Hello, IT bloggers! Yes, that means both of you.

In a couple of weeks, I'll be celebrating my 6 month blogaversary. Sheesh, have I learned a lot in that time. I've talked to (and sometimes helped) a whole new bunch of customers, I've found several blogs from Exchange administrators that have provided for some great reading, I started the Exchange blog which is slowly gaining readership and sparking discussions inside the team, and overall have had a great time learning from everyone in the blogosphere and getting my team involved in said sphere.

One of the things I frequently come up against is the split of the readers and writers in this world (which is still fairly brave and new to me, but perhaps not to many of you). Obviously there's a whole lot of the developer types, and it's so exciting to see the vibrant community they have built and the relationships they have with each other. (I have a confession to make... I didn't know who Don Box was untill I started reading blogs.)

But unfortunately there aren't many of us who blog about IT issues (inside the company or out), at least that I have seen.

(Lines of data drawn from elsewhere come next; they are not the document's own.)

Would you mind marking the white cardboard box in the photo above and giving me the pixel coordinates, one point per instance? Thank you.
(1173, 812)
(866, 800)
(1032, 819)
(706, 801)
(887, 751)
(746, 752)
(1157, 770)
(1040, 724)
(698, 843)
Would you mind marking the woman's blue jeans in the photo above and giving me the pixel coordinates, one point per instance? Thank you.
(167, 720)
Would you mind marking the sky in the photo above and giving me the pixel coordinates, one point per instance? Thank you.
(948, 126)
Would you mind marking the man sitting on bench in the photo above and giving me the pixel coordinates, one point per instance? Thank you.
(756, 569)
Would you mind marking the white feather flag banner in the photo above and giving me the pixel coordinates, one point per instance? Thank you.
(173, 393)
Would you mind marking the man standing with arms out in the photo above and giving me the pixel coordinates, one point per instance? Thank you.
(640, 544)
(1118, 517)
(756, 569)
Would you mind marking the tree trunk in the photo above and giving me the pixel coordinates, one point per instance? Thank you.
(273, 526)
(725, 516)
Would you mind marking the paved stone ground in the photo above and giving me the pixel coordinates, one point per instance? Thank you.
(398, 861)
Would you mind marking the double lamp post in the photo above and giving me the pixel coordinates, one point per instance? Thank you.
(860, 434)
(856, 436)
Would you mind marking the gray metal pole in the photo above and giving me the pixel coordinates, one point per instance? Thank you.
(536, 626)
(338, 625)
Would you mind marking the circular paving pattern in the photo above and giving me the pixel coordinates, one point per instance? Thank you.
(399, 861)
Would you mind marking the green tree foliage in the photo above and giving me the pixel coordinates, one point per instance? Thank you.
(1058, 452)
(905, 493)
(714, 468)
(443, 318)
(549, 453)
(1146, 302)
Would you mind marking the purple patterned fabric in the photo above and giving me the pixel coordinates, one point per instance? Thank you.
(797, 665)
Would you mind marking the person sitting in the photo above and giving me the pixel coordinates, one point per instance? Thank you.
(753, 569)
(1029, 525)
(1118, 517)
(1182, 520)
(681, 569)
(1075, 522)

I saw this post from Jonathan Hardwick that reminded me of a couple of things I've been meaning to talk about:

#1: MOM is a great product and the management pack for Exchange 2003 is available for free, which is nice. We had a team of folks working diligently throughout the Exchange 2003 product cycle to add logic in the e2k3 management pack that notifies administrators when care and feeding of the Exchange servers is needed. Jim was an intern on the management pack last summer (BTW, Jim, I was working on a different project last summer, which is probably why we never met... in the ship party photo I'm one of the leftmost people in black shirts and I'm the only one holding a 3 week old, if that helps ;-).

#2: If you blog about IT-related issues (let's limit it to server technologies for the moment, since OfficeZealot already does such a great job aggregating office blogs), add a comment here with a link to your blog. I'd like to at least get a list started, and then I'll figure out what to do with it.